Y mientras el hombre buscaba, Dios, continuamente, de mil formas y maneras, le salía al encuentro. Pero no era suficiente. El hombre necesitaba volver a ver las manos de Dios, el hombre necesitaba sentir de nuevo sobre él las manos del Creador. Necesitaba que Aquel que un día lo formó volviera a reconstruirlo, que calmara sus dolores y sanara sus heridas. Necesitaba que esas manos le devolvieran la confianza y que el mismo aliento de vida, le permitiera vivir con esperanza.

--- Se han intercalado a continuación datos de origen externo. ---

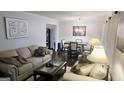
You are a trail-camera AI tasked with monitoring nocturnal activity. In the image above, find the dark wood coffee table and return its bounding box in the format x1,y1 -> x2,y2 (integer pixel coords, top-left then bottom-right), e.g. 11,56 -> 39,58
34,62 -> 67,81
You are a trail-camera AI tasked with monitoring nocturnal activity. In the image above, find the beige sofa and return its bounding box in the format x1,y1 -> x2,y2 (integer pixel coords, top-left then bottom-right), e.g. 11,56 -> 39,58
0,45 -> 53,80
63,55 -> 111,81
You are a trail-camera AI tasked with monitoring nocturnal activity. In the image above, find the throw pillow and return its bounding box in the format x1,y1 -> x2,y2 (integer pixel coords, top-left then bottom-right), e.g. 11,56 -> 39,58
70,64 -> 81,74
0,57 -> 22,67
15,56 -> 27,64
71,63 -> 94,76
42,47 -> 50,55
79,64 -> 94,76
34,47 -> 46,57
90,64 -> 107,80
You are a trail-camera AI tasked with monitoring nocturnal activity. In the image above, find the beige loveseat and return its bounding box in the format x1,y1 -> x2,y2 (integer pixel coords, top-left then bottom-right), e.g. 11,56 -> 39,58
63,56 -> 111,81
0,45 -> 53,81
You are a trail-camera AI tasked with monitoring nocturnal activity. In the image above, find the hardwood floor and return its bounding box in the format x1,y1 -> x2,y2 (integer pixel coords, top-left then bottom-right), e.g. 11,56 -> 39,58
53,52 -> 77,67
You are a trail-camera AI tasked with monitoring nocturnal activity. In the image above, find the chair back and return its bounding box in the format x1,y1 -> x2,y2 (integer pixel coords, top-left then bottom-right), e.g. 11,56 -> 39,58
76,39 -> 83,43
70,42 -> 77,51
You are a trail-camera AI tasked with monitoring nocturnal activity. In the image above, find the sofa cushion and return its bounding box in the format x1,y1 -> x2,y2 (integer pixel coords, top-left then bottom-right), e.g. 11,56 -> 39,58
17,48 -> 32,58
19,63 -> 33,75
79,64 -> 94,76
0,50 -> 18,57
90,64 -> 107,79
34,47 -> 46,57
71,63 -> 94,76
26,57 -> 43,68
28,45 -> 39,55
0,57 -> 22,67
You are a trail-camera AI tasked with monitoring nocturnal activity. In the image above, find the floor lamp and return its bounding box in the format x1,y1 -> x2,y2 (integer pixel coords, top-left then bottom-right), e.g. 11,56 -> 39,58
87,46 -> 109,80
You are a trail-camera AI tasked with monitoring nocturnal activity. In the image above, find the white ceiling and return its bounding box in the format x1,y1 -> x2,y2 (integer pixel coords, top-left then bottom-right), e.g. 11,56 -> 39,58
28,11 -> 112,20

“Vio, al pasar a un hombre ciego de nacimiento… Dicho esto, escupió en tierra, hizo barro con la saliva, y untó con el barro los ojos del ciego y le dijo: Vete, lávate en la piscina de Siloé. Él fue se lavó y volvió ya viendo”.
(Jn 9,1-7)
Y así fue, Dios volvió a salir al encuentro del hombre, de su hombre. Ya no utilizó intermediarios, sino que Él mismo se hizo uno entre ellos, para compartirlo todo, menos sus errores. Él vino a reparar sus grietas, aquellas por las que se perdía lo que un día sembró en su interior. Y volvió a coger barro. Y lo colocó en cada una de sus imperfecciones, para que ninguna de ellas le impidiera contemplar el camino que de retorno al Hogar.
Dios todo lo hizo por Amor. Todo nos lo entregó de nuevo por Amor. Y a todos nos capacitó para Amar. El sello fue su mano, traspasada por amor.
El hombre ahora lo contempla todo de manera distinta. Pasando por su interior, mira la cruz y reflexiona: qué te dice el crucifijo, qué esas manos clavadas, y la corona de espinas. Y es entonces cuando desde el silencio percibe Su voz: “te dicen: para el Amor no debe existir medida”.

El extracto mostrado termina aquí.